Whether you’re off to visit the grandparents or are taking an exotic vacation overseas, bugs are bound to find you. Kids are breeding grounds for all kinds of nasty bacteria, especially when you expose them to different environments and disrupt their routines. But there are plenty of preventative measures you can take to avoid being struck sick during the holidays.
Rest up to beat a cold
Chill out as much as possible before your trip. Seriously. I know this sounds lame for all you adrenaline junkies (guilty as charged), but doing so keeps your immune system in tip top shape. Allow yourself lots of time to pack and try to get a good night sleep before you travel. Listen, I don’t want to sound like your mother, but (here I go anyway) refraining from caffeinated bevies and decreasing your alcohol intake will actually help you get off to dreamland more quickly. Prior to any trip, you want to keep the physiological stress to your body at a minimum (and save that buzz for the beach).
What to eat when you think you’re getting sick
Sugar lowers immunity, so try limiting the sweet stuff as much as possible prior to travel. I load my family up with immune-stimulating garlic and onion dishes and pack garlic stuffed olives on the plane. Yes, we’re rather fragrant, but I’d rather stink than be sick.

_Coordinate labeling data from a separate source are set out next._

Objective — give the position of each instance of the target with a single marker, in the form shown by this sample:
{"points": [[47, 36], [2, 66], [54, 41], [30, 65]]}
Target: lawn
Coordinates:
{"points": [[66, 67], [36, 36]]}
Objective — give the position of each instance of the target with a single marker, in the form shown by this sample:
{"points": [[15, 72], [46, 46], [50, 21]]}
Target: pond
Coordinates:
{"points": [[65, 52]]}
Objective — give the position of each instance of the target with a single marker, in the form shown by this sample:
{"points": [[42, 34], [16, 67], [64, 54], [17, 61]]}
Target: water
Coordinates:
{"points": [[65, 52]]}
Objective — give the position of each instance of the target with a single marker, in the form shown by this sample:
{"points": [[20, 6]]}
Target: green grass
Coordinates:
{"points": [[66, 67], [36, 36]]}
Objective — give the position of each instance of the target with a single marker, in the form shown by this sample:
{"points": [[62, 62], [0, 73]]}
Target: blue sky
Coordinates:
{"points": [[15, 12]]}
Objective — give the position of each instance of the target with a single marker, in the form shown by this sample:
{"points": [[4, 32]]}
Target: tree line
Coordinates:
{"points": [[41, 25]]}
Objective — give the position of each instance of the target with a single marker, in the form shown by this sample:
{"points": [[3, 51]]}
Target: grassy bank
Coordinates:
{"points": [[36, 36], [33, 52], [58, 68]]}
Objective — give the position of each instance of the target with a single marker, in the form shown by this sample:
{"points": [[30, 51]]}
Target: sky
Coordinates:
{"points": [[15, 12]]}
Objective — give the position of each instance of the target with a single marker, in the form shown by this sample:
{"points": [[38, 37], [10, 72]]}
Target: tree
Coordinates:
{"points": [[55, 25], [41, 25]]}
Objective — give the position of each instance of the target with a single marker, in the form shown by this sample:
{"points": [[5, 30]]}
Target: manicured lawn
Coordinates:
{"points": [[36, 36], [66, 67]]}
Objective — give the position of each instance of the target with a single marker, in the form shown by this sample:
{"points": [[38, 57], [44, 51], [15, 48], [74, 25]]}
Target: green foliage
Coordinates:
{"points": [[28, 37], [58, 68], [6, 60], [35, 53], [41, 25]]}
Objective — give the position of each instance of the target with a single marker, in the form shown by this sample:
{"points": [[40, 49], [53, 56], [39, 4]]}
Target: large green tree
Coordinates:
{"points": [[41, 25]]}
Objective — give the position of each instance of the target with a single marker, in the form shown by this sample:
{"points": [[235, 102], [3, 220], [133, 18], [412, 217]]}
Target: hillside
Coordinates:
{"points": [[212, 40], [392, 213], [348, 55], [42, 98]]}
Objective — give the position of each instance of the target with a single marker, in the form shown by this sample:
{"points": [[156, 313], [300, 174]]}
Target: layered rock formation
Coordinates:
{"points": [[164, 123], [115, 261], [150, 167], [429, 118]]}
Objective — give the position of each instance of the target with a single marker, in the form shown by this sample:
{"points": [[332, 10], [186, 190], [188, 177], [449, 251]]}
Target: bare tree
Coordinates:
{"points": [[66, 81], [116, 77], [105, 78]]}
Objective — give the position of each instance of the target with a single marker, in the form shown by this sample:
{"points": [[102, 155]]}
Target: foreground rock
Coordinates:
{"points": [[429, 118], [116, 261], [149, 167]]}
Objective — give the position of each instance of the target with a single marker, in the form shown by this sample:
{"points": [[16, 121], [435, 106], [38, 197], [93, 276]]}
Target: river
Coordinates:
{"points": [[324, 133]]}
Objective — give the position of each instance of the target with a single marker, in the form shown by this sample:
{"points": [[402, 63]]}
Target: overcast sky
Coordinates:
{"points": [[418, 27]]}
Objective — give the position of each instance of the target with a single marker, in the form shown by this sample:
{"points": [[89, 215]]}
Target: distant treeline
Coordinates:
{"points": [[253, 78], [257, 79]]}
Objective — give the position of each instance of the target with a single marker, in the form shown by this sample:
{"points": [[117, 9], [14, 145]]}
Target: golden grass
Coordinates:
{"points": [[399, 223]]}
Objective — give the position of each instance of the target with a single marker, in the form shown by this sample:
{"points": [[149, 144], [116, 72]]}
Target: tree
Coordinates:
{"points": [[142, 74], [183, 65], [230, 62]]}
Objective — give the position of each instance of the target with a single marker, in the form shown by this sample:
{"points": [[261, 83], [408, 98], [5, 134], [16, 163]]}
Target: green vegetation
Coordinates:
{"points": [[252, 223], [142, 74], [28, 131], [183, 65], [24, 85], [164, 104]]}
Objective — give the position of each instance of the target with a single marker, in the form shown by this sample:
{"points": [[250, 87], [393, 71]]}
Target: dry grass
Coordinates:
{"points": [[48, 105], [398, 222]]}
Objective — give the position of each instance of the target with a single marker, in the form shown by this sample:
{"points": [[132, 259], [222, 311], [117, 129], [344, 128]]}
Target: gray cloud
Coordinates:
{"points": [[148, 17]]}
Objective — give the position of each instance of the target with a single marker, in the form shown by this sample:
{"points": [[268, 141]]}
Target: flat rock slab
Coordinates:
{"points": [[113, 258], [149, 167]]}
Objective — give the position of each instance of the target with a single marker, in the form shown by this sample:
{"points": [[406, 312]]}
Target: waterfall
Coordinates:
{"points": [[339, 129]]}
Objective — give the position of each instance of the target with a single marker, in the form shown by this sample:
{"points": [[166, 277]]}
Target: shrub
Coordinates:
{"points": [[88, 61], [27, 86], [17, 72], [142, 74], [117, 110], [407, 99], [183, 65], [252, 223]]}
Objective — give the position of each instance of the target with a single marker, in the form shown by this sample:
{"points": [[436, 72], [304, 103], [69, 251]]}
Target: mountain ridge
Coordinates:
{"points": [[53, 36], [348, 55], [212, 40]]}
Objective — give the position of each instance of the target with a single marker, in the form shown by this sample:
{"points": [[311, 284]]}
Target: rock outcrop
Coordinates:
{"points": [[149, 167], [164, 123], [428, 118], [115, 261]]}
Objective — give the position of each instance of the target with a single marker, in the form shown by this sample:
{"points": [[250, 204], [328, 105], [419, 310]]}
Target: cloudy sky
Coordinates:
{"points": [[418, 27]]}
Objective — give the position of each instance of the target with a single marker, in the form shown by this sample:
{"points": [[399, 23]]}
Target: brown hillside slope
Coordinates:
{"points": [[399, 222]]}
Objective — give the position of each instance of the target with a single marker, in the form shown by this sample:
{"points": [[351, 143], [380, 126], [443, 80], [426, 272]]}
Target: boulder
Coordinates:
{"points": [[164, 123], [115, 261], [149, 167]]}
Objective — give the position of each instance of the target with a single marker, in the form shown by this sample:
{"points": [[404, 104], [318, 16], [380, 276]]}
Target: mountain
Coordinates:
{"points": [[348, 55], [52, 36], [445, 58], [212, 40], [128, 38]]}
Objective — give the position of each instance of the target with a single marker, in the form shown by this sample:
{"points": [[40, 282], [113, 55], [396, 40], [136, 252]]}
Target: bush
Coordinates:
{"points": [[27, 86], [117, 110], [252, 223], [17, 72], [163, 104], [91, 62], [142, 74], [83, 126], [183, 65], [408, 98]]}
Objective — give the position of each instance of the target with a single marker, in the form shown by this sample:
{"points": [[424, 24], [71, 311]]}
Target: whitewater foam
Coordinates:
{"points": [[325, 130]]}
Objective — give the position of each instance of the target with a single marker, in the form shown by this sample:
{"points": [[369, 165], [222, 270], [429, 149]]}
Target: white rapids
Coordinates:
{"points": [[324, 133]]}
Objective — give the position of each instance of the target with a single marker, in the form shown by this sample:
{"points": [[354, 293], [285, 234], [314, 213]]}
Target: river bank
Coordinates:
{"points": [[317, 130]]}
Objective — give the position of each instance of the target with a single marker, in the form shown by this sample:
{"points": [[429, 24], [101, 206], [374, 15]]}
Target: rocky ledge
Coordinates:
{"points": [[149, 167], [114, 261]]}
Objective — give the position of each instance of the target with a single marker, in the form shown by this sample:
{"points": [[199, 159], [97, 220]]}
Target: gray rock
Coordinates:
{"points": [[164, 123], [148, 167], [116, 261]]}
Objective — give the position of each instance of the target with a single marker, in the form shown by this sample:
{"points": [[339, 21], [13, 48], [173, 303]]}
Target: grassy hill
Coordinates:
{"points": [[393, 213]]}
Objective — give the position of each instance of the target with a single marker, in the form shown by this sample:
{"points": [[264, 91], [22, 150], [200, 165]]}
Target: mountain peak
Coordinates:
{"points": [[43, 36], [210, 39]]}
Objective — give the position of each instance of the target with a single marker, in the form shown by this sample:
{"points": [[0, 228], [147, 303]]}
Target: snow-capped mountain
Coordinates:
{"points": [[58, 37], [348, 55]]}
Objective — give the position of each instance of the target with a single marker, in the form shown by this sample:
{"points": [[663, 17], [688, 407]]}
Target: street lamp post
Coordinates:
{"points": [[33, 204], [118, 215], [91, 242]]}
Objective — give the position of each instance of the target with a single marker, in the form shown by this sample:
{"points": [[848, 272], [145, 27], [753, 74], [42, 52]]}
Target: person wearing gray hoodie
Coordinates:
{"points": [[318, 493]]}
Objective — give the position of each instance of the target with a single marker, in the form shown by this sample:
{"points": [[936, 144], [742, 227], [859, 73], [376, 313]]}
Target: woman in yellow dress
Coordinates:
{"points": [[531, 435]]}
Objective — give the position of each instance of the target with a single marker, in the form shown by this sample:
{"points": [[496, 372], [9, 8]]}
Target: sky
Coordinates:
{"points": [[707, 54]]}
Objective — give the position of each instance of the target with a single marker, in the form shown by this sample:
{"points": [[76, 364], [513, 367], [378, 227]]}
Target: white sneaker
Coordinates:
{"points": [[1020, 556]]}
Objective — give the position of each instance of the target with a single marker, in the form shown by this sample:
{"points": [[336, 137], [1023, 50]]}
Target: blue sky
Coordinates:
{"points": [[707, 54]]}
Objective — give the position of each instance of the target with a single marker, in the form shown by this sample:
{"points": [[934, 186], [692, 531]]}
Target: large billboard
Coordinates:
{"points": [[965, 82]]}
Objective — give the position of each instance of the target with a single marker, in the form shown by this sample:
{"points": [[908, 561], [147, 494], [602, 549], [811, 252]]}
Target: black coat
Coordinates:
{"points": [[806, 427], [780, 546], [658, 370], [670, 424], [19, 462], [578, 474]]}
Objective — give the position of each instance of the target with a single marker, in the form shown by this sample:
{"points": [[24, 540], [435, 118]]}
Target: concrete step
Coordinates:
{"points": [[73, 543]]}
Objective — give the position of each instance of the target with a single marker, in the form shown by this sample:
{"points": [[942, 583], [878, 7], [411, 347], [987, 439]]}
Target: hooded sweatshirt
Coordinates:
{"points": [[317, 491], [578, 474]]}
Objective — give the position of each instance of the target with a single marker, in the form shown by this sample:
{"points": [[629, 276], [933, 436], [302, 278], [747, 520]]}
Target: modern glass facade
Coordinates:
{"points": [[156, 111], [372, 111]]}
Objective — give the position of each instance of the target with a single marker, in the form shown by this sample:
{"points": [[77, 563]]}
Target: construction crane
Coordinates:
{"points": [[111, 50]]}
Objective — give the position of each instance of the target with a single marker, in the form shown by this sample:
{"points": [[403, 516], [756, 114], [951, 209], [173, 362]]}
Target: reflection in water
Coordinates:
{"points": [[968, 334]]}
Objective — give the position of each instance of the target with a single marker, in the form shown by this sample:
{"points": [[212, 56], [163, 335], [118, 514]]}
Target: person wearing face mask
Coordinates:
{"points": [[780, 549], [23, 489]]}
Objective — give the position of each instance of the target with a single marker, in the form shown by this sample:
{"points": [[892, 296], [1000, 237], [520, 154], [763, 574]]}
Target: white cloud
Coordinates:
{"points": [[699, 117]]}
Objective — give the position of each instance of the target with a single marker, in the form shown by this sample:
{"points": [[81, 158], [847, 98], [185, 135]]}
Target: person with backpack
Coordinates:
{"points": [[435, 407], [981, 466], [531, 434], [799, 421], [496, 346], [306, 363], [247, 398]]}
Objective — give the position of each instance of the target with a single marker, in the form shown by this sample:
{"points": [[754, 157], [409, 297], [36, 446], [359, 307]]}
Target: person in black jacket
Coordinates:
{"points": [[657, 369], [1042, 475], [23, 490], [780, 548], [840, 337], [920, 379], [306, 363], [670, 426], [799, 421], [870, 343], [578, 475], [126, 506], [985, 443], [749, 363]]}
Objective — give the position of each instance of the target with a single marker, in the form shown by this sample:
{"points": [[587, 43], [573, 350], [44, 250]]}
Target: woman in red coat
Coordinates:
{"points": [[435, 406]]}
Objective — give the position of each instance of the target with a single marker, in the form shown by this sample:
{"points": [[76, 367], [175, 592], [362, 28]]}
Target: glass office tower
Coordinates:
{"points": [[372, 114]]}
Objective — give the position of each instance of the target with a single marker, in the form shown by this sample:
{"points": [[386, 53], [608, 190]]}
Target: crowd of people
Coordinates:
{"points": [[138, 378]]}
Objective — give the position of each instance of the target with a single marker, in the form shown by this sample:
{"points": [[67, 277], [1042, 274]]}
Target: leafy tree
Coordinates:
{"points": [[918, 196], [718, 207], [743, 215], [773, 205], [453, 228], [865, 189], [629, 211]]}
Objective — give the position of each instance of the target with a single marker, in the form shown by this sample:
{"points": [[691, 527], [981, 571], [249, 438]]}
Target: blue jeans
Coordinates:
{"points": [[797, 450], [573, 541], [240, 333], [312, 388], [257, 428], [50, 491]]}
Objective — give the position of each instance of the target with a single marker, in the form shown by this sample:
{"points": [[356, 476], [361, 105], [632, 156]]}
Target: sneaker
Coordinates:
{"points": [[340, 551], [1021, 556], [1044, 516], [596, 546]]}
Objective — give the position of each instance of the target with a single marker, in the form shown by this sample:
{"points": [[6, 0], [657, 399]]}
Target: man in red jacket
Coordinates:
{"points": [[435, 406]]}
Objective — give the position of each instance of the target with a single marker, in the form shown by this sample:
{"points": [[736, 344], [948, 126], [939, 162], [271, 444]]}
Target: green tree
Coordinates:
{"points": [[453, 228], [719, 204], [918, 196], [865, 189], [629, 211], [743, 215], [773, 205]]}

Chinese medicine for travel
Max out your daily allotment for Vitamin D, C, and the other vitamins your family usually takes. While it may not prevent anyone from getting an infection, I say it’s a good insurance policy. I swear by astragalus supplements, an immunity boosting Chinese herb that I take each fall and winter. Dr. Weil reports children can take the same amount as adults, though I’ve never given any to my daughter. You’ll want to check with your own health practitioner before doing so.
Schedule a Dr’s visit before travel
If you’re going outside of Canada and the US, it’s a good idea to see a physician that specializes in travel medicine, to get the vaccinations you need and learn how to minimize your risk to diseases you may be exposed to. They can also give you prescriptions to take in case you get traveller’s diarrhea, altitude sickness, or need to make water safe to drink. Contact the travel clinic at least six to eight weeks ahead of departure and remember, they’ll also be your best resource when you get back, should you become sick.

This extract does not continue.